The information collected and stored in a cookie and the information collected following the reading of a cookie must be deleted when it is no longer necessary for the purpose pursued.
A cookie that is exempt from the consent requirement must have a lifetime directly related to the purpose for which it is used and be set to expire as soon as it is no longer needed, taking into account the reasonable expectations of the average user.
Cookies that are exempt from consent will therefore likely be set to expire when the browser session ends or even before. However, this is not always the case.
For example, in the shopping cart scenario, a merchant might set the cookie to remain after the end of the browsing session or for a few hours to account for the fact that the user might accidentally close the browser and reasonably expect to find the contents of the shopping cart when returning to the merchant’s website a few minutes later.
In other cases, the user may expressly request the service to memorize certain information from one session to another, which requires the use of persistent cookies.
Some interesting questions
- Can consent be validly inferred from the settings of your web browser?
Browser settings do not currently allow valid consent to be inferred. Indeed, you cannot (yet) give your consent according to the purposes pursued by the different types of cookies. The consent collected through your browser settings is therefore not specific enough with respect to the DPCM requirement.
Among the existing possibilities, you are invited to use the “private browsing” mode available on the main browsers on PC or mobile phones (including Edge, Internet Explorer, Chrome, Firefox, Safari or Opera).
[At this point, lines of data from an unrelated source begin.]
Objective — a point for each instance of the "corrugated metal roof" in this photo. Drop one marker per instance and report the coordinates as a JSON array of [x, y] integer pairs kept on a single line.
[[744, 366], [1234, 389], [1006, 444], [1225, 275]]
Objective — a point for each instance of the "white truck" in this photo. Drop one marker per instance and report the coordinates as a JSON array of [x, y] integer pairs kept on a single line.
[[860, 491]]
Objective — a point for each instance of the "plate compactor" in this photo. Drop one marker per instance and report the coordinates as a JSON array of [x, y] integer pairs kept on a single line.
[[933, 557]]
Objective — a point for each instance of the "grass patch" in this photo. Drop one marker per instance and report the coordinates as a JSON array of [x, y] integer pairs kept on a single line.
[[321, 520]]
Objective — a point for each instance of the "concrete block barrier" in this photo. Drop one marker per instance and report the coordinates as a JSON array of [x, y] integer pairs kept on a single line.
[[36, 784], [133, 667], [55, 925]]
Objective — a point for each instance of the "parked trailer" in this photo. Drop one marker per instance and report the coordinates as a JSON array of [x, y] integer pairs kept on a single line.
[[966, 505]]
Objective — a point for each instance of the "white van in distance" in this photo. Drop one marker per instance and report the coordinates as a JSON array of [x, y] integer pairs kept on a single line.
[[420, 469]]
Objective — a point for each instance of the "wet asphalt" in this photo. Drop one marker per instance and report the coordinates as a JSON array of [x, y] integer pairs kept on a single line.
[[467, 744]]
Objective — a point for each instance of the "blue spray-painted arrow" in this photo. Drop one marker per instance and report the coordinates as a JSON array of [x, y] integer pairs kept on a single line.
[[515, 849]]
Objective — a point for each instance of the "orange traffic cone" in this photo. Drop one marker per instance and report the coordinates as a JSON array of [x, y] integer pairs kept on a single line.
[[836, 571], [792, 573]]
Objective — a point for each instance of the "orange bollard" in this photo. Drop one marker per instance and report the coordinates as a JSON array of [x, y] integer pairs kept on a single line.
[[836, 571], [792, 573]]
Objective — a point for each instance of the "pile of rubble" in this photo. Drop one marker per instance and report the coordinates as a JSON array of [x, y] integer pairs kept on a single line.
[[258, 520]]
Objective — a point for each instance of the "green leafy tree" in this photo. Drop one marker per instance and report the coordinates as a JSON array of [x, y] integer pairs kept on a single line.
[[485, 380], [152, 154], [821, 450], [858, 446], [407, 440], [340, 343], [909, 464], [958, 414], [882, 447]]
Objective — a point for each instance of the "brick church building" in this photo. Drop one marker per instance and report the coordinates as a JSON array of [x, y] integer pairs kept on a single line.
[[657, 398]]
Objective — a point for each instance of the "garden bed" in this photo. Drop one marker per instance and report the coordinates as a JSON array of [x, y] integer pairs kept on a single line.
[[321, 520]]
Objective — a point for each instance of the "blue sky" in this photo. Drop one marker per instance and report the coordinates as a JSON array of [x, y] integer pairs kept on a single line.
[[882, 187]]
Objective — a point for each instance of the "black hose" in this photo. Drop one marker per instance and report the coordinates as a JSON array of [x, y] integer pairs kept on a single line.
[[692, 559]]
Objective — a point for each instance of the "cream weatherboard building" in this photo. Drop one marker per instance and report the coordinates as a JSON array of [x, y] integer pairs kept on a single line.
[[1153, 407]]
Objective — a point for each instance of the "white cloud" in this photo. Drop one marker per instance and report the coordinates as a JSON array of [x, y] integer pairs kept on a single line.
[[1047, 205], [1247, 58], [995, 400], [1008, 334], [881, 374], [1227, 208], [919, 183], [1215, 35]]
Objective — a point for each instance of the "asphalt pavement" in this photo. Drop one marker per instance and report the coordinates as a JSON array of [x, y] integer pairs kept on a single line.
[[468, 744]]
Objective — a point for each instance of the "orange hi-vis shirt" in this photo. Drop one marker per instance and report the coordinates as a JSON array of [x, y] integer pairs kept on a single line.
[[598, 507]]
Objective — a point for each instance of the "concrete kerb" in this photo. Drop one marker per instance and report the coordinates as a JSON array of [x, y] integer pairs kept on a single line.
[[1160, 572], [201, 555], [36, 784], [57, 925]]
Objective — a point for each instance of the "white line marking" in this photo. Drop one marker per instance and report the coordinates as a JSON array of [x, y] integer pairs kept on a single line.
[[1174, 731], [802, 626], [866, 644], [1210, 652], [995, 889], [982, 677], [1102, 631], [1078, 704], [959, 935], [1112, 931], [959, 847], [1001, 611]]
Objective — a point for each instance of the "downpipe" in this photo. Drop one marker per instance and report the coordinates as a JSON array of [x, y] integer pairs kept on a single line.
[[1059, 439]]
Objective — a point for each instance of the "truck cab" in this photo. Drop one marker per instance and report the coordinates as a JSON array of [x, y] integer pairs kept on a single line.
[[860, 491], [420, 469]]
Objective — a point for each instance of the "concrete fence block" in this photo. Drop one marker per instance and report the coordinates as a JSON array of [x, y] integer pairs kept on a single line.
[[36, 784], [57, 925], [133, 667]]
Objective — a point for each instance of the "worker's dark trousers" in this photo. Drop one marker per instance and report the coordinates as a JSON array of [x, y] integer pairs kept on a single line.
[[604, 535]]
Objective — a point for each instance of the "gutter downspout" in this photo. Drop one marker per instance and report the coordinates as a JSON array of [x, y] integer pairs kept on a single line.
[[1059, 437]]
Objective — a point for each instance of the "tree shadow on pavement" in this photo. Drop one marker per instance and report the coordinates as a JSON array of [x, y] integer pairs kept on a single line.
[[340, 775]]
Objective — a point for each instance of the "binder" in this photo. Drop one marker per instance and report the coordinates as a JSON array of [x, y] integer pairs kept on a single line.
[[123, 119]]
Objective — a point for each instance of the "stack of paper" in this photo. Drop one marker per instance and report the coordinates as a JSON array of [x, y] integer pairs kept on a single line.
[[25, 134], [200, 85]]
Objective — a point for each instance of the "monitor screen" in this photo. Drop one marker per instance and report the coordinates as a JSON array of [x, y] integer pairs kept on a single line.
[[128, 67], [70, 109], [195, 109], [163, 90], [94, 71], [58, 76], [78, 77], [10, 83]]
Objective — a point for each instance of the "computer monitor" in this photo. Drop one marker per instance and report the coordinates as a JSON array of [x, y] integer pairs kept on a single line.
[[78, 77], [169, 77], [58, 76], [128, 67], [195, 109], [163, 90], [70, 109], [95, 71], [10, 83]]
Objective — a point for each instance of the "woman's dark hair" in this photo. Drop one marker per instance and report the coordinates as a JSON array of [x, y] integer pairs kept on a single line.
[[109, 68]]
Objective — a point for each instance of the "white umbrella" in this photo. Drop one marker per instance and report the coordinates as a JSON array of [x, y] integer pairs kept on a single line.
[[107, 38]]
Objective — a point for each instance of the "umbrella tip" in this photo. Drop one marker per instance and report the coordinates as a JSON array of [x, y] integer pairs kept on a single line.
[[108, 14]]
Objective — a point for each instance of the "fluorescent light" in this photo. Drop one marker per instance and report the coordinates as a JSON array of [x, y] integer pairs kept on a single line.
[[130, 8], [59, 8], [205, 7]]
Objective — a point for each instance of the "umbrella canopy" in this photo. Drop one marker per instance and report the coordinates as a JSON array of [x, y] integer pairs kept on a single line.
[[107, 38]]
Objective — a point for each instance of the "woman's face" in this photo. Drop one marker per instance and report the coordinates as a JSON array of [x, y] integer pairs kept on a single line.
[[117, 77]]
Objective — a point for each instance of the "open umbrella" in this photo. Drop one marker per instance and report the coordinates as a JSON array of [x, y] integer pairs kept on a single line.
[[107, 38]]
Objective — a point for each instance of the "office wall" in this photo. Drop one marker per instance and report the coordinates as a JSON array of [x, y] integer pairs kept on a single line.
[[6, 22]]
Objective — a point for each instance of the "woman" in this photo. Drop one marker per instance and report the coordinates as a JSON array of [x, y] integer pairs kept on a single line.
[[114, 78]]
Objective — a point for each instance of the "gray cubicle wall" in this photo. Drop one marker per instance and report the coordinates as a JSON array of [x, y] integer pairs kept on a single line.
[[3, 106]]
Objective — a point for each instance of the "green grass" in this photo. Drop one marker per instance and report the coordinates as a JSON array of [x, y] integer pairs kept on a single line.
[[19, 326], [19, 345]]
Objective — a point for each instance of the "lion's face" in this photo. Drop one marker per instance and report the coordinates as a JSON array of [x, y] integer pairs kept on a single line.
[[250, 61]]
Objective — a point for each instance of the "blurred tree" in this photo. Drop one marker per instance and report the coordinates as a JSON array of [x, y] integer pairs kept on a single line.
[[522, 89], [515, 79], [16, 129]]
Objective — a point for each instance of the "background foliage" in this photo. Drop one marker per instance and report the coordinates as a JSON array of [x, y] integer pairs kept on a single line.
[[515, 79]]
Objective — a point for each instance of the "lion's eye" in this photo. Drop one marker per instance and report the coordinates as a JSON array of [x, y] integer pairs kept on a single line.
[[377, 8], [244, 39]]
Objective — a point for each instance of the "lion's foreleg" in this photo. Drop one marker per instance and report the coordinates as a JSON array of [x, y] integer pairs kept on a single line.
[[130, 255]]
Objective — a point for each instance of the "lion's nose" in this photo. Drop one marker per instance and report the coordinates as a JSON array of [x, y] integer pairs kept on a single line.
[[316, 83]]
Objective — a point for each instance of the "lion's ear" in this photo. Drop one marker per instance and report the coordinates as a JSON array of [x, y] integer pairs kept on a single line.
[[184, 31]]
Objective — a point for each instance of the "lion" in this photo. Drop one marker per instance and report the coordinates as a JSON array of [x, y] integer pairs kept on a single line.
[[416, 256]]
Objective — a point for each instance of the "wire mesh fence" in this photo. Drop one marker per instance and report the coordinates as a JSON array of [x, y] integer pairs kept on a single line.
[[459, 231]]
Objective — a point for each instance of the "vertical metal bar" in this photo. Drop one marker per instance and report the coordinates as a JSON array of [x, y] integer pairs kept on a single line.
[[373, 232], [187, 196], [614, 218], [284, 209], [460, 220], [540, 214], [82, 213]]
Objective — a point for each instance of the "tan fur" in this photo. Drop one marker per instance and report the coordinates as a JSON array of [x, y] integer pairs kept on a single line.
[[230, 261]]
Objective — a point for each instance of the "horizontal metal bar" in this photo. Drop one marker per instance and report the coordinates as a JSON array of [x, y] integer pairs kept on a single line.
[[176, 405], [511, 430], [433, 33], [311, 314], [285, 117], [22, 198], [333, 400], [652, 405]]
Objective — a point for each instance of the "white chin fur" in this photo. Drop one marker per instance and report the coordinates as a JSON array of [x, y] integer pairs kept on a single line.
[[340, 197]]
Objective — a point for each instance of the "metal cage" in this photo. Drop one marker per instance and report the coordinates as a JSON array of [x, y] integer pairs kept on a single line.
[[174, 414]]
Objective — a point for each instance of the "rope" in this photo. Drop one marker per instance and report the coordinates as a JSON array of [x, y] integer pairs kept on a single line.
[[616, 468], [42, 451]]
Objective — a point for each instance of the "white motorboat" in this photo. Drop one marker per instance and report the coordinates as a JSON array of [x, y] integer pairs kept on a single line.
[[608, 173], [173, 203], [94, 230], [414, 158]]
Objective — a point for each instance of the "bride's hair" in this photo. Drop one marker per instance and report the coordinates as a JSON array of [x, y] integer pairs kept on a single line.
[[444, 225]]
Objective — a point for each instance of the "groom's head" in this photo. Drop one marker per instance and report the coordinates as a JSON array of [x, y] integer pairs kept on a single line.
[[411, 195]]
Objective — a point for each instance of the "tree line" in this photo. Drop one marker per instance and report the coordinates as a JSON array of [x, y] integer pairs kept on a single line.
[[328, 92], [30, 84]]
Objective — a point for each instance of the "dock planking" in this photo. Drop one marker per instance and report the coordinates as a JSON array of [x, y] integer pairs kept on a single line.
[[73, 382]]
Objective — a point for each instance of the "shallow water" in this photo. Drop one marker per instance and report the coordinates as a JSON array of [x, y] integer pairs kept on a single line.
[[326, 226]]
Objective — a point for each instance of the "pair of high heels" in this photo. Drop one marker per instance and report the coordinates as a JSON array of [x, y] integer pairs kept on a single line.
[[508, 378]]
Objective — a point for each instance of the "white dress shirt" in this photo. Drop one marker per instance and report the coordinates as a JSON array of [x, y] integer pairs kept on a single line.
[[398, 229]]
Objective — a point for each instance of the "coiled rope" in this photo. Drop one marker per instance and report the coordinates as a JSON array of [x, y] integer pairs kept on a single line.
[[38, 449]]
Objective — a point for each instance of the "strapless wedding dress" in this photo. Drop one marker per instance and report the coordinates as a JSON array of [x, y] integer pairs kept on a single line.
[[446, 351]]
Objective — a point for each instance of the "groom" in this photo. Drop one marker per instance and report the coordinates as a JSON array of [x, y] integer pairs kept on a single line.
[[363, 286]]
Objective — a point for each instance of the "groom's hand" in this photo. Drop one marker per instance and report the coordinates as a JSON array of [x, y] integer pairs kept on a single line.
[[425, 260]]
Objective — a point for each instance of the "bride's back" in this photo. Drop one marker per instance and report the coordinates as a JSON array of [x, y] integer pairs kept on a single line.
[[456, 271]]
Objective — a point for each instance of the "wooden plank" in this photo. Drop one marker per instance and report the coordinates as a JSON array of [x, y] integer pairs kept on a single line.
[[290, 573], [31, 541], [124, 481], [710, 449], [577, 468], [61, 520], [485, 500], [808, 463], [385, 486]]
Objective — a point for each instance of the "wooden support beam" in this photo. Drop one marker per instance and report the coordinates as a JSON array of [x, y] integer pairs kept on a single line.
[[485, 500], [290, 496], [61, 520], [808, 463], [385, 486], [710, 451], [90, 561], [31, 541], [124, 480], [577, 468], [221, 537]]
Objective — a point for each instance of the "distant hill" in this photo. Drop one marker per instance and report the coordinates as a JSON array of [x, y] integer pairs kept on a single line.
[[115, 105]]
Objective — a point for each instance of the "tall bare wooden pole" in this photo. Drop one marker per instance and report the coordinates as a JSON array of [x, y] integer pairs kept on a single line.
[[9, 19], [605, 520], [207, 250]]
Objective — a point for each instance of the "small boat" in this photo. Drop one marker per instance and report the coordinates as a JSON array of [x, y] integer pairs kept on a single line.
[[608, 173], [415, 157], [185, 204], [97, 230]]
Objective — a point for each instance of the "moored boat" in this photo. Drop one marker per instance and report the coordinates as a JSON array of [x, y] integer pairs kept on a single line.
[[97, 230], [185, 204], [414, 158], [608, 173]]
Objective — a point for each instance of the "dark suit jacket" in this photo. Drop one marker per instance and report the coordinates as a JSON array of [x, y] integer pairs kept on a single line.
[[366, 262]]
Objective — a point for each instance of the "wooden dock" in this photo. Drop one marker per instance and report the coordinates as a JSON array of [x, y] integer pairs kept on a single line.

Browsing information (passwords, cookies, forms, cached content and history) will then be deleted when you close your browser.
This possibility therefore allows you to leave no trace related to the navigation on your computer (or other mobile device), once it is finished. In particular, it does not prevent the deposit and reading of cookies during browsing, nor does it erase the traces left during your previous surfing sessions.
To do this, you can use other tools provided by browsers.
Thus, in the configuration settings of your browser, you can permanently authorize or refuse the saving and reading of cookies on or from your device in the future. The granularity of the choices offered (third-party cookies, first-party cookies, shelf life, etc.) depends on the browser and operating system used. This action does not affect information already stored. It may, however, impact connection data to certain sites, prevent the execution of certain functions and require reconnection/re-identification with these sites.
Finally, still in the configuration parameters, you will also be able to erase, on request, the navigation data already present on your device (including cookies). Depending on the browser, it will be possible to erase the data according to their age, nature and/or the site visited. Not all browsers allow you to view the stored cookies in detail or to delete them individually.
To help you manage these cookies and other tracers and limit the invasion of your privacy, you can install extensions and add-ons on your computer that are available from your browser.
- Can websites set up “cookie walls”?
The implementation of a “cookie wall” – which is a practice of blocking access to a website or mobile application for which you do not consent to the installation of “non-functional” cookies – is not compliant with the GDPR.
This practice prevents, in fact, your free consent from being obtained since you are obliged to consent to the installation and/or reading of cookies in order to access the website or mobile application.